The driver will typically send the hardware a readback command
when glReadPixels is called, and then wait for all of the data to
be available before returning control to the application. Then,
the application can either process the data immediately or call
glReadPixels again; in neither case will the readback overlap with
the processing. If the application issues several readbacks
into several buffer objects, however, and then maps each one to
process its data, then the readbacks can proceed in parallel with
the data processing.

(see Example 3 at the bottom of the document too).
Sorry, I have made more experiments, it seems that glReadPixel() is the bottleneck. it consumes 5/6 of overhead time introduced by thread. I should swtich to PBO.

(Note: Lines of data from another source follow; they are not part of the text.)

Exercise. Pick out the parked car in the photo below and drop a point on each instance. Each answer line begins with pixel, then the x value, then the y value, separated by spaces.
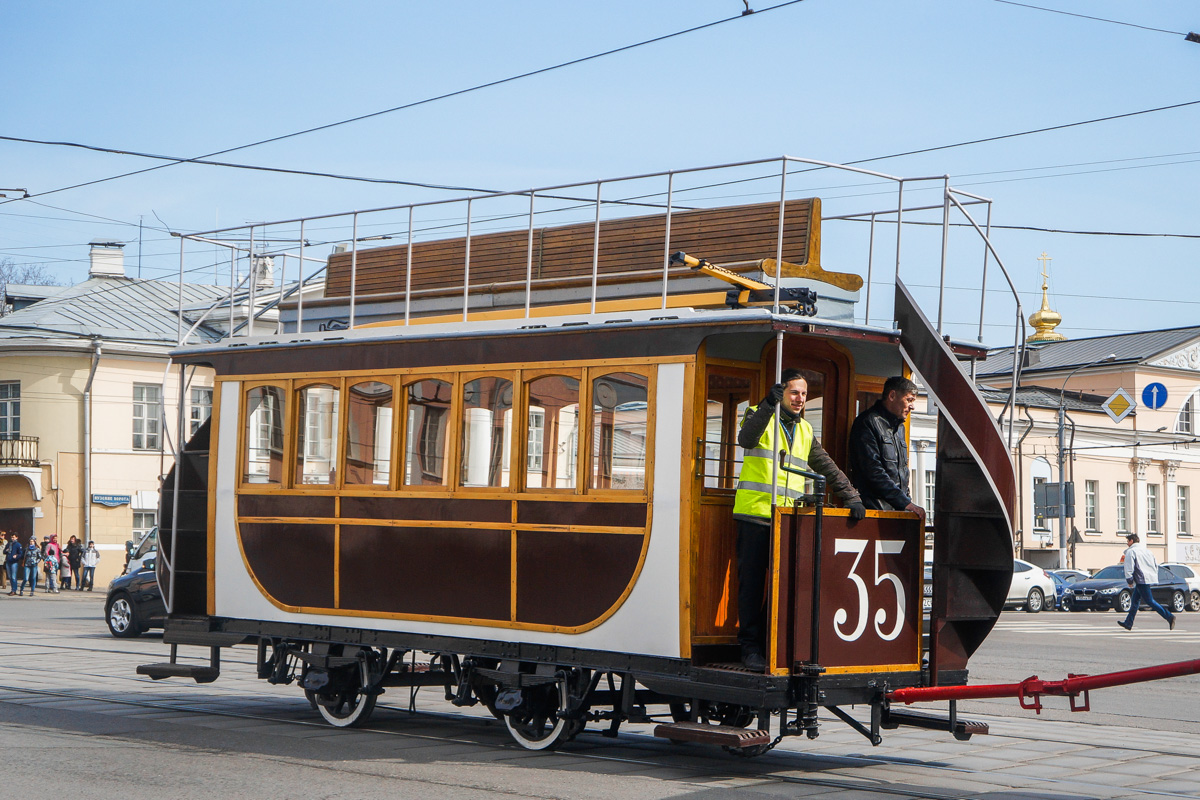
pixel 135 602
pixel 1108 589
pixel 1061 591
pixel 1072 576
pixel 1193 579
pixel 1031 587
pixel 143 551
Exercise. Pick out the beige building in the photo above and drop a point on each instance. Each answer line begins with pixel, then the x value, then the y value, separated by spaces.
pixel 88 405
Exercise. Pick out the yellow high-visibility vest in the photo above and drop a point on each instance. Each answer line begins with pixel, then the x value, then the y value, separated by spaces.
pixel 753 500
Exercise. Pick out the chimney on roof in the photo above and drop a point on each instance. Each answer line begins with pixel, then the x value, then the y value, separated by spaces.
pixel 107 259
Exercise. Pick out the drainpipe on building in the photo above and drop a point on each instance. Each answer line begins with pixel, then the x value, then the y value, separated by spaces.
pixel 87 444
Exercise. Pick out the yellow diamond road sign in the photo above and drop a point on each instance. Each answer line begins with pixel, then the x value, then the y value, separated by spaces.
pixel 1119 405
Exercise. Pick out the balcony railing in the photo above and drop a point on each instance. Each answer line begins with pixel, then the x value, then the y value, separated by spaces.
pixel 17 450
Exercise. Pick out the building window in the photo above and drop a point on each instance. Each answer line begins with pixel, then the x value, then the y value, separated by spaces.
pixel 1152 507
pixel 1186 423
pixel 10 409
pixel 1122 507
pixel 147 416
pixel 930 492
pixel 201 408
pixel 143 521
pixel 1039 517
pixel 1090 521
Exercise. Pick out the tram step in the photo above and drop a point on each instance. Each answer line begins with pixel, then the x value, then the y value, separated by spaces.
pixel 712 734
pixel 199 673
pixel 963 728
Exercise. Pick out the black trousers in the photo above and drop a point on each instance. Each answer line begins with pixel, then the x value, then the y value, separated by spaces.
pixel 754 553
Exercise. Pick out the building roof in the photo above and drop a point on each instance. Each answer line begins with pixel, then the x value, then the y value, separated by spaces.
pixel 120 308
pixel 1047 397
pixel 1059 356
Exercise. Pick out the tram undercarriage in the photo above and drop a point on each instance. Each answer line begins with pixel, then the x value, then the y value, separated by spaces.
pixel 546 696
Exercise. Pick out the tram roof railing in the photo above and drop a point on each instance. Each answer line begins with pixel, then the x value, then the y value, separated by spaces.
pixel 670 192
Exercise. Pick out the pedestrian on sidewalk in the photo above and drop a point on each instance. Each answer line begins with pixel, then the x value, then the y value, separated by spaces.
pixel 75 558
pixel 33 564
pixel 53 554
pixel 1141 572
pixel 13 555
pixel 90 559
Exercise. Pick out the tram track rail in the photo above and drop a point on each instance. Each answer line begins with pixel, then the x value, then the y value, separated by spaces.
pixel 665 756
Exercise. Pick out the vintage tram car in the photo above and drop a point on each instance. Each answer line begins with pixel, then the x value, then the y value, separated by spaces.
pixel 538 495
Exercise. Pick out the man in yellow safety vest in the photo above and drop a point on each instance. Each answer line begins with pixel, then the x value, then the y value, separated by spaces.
pixel 751 506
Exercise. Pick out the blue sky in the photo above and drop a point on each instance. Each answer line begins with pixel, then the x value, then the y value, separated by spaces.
pixel 829 79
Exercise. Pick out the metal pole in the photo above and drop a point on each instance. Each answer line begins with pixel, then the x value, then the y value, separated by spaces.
pixel 300 284
pixel 253 284
pixel 179 323
pixel 946 239
pixel 466 269
pixel 779 247
pixel 595 251
pixel 529 257
pixel 870 264
pixel 983 286
pixel 354 265
pixel 666 239
pixel 408 268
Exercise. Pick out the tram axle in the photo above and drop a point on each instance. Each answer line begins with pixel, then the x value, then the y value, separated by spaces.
pixel 1030 691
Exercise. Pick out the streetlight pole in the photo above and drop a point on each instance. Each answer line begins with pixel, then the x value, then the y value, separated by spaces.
pixel 1062 456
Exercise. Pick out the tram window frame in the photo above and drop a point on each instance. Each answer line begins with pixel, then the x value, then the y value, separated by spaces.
pixel 460 404
pixel 393 439
pixel 595 373
pixel 730 459
pixel 339 434
pixel 528 377
pixel 453 434
pixel 285 482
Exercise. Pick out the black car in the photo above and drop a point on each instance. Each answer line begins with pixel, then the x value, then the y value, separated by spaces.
pixel 135 602
pixel 1108 589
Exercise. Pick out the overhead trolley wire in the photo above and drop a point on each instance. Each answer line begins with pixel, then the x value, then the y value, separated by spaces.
pixel 425 101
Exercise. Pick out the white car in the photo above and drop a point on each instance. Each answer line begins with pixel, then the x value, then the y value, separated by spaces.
pixel 1031 588
pixel 1192 576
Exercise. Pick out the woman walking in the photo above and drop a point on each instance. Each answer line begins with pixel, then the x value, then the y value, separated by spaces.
pixel 33 564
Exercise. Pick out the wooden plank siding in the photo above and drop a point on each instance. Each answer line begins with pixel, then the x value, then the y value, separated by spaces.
pixel 727 235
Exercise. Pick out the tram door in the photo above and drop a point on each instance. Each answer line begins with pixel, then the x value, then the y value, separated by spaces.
pixel 730 390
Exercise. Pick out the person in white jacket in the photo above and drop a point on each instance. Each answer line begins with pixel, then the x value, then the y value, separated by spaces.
pixel 1141 572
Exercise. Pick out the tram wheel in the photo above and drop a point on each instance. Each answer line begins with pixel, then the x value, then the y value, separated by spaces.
pixel 535 722
pixel 347 709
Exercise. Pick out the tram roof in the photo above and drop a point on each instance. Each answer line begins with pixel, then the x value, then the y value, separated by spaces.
pixel 655 318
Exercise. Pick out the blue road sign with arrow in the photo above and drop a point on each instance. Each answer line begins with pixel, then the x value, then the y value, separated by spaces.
pixel 1153 396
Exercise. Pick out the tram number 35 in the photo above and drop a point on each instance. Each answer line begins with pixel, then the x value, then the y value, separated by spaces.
pixel 841 617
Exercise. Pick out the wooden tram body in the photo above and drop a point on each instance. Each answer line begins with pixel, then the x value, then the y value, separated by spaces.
pixel 544 506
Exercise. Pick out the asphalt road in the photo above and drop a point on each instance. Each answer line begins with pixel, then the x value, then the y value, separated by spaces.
pixel 77 721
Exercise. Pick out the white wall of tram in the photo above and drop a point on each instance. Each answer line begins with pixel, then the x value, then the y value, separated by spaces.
pixel 647 623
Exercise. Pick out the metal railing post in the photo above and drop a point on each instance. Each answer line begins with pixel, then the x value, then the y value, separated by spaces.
pixel 666 239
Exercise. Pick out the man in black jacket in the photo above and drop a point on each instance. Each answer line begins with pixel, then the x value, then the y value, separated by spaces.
pixel 879 450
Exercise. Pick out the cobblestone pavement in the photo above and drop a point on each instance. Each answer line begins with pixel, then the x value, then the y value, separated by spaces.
pixel 71 702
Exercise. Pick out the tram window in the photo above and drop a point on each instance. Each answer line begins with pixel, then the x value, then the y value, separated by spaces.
pixel 729 396
pixel 264 434
pixel 426 435
pixel 369 434
pixel 486 432
pixel 553 433
pixel 317 435
pixel 619 414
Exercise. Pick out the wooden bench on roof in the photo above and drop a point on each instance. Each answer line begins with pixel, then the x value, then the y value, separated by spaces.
pixel 631 251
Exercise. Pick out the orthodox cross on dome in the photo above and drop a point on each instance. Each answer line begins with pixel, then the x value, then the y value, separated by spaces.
pixel 1045 319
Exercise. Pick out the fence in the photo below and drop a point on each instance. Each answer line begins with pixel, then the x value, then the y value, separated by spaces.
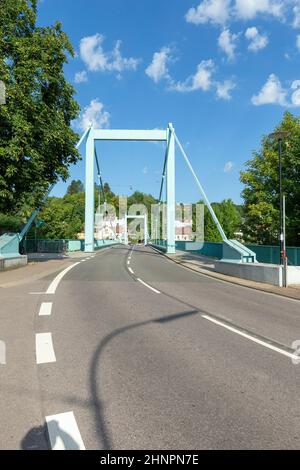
pixel 265 253
pixel 58 246
pixel 43 246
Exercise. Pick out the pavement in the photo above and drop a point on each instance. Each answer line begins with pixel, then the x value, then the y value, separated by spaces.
pixel 206 265
pixel 125 349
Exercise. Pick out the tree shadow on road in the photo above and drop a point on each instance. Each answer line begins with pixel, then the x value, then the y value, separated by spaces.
pixel 95 385
pixel 38 438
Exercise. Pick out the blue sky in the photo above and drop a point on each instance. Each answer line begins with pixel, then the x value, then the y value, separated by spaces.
pixel 222 71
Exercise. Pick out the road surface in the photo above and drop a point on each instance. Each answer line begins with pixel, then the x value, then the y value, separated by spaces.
pixel 128 350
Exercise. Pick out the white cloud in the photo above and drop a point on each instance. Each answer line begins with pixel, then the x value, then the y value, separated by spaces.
pixel 228 167
pixel 224 89
pixel 257 41
pixel 209 11
pixel 81 77
pixel 249 9
pixel 94 114
pixel 296 20
pixel 158 69
pixel 201 80
pixel 97 60
pixel 274 93
pixel 227 42
pixel 271 93
pixel 220 12
pixel 295 98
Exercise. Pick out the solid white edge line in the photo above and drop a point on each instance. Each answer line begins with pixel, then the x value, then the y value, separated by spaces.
pixel 63 432
pixel 147 285
pixel 54 284
pixel 44 348
pixel 45 309
pixel 251 338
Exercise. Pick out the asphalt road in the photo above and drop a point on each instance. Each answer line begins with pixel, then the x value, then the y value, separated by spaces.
pixel 147 355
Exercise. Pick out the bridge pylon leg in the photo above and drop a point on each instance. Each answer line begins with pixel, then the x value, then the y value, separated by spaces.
pixel 89 194
pixel 171 192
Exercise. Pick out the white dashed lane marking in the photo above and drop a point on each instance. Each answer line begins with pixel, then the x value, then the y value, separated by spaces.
pixel 45 309
pixel 251 338
pixel 147 285
pixel 54 284
pixel 63 432
pixel 44 348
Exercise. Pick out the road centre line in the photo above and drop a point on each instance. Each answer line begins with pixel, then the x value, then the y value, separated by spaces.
pixel 44 348
pixel 54 284
pixel 251 338
pixel 63 432
pixel 45 309
pixel 147 285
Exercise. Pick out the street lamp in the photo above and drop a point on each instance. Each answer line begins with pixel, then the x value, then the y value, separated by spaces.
pixel 279 136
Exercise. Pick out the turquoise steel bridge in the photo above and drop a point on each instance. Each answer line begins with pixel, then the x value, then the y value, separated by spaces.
pixel 232 249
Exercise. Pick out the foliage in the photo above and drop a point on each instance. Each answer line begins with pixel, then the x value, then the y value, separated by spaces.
pixel 63 217
pixel 229 217
pixel 37 144
pixel 10 223
pixel 76 186
pixel 261 192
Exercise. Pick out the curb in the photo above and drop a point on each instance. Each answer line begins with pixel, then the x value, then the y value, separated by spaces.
pixel 217 277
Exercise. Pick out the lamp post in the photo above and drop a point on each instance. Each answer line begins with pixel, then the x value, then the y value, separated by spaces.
pixel 279 136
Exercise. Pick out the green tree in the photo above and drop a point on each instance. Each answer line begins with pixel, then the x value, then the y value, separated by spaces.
pixel 76 186
pixel 63 217
pixel 261 192
pixel 229 217
pixel 37 144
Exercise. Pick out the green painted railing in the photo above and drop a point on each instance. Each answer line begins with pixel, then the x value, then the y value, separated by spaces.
pixel 58 246
pixel 265 253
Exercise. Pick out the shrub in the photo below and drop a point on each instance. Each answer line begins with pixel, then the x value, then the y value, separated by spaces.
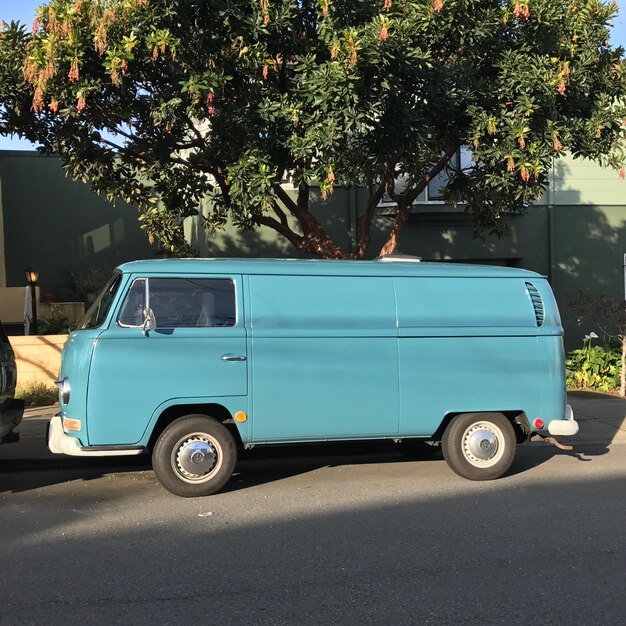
pixel 594 367
pixel 56 325
pixel 37 394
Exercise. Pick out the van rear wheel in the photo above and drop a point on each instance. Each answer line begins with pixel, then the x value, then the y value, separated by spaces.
pixel 479 446
pixel 194 456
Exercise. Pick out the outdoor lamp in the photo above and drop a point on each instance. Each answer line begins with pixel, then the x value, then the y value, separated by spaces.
pixel 32 276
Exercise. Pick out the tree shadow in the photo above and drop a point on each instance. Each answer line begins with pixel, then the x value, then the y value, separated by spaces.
pixel 265 464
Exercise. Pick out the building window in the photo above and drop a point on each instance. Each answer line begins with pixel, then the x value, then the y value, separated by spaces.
pixel 461 160
pixel 181 303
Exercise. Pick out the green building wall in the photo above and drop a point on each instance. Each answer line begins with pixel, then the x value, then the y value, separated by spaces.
pixel 575 234
pixel 60 226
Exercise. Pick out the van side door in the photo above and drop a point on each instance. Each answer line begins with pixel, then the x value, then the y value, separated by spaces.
pixel 324 357
pixel 196 352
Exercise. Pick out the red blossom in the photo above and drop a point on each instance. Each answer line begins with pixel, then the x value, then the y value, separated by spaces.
pixel 521 10
pixel 525 174
pixel 38 103
pixel 74 73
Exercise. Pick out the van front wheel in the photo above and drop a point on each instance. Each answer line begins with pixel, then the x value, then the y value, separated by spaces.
pixel 479 446
pixel 194 456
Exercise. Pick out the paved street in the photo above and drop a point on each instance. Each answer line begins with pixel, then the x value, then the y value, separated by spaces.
pixel 334 534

Is there any other ways to speedup readback ?
It is possible that some pixel formats will perform better than others, you would have to experiment to find out the best one for you.
I read specification of PBO, it seems I have to combine PBO with Pbuffer or FBO. otherwise, if I render to frame buffer, the value will be clamped into 0,1.
is it correct ?
That is true. If you need values outside 0,1 you either have to render to a floating point texture, or be clever and pack your float result into the normal RGB components. I have never done that myself, but unless you are targeting old hardware I would just go with a fp texture for simplicity.

I really recommend going with FBOs instead of pbuffers. A lot easier to work with and more efficient. Just make sure you have updated drivers.
In case you are still working on this, I saw a good paper on nvidia that you probably want to read: Fast Texture Downloads and Readbacks using Pixel Buffer Objects in OpenGL.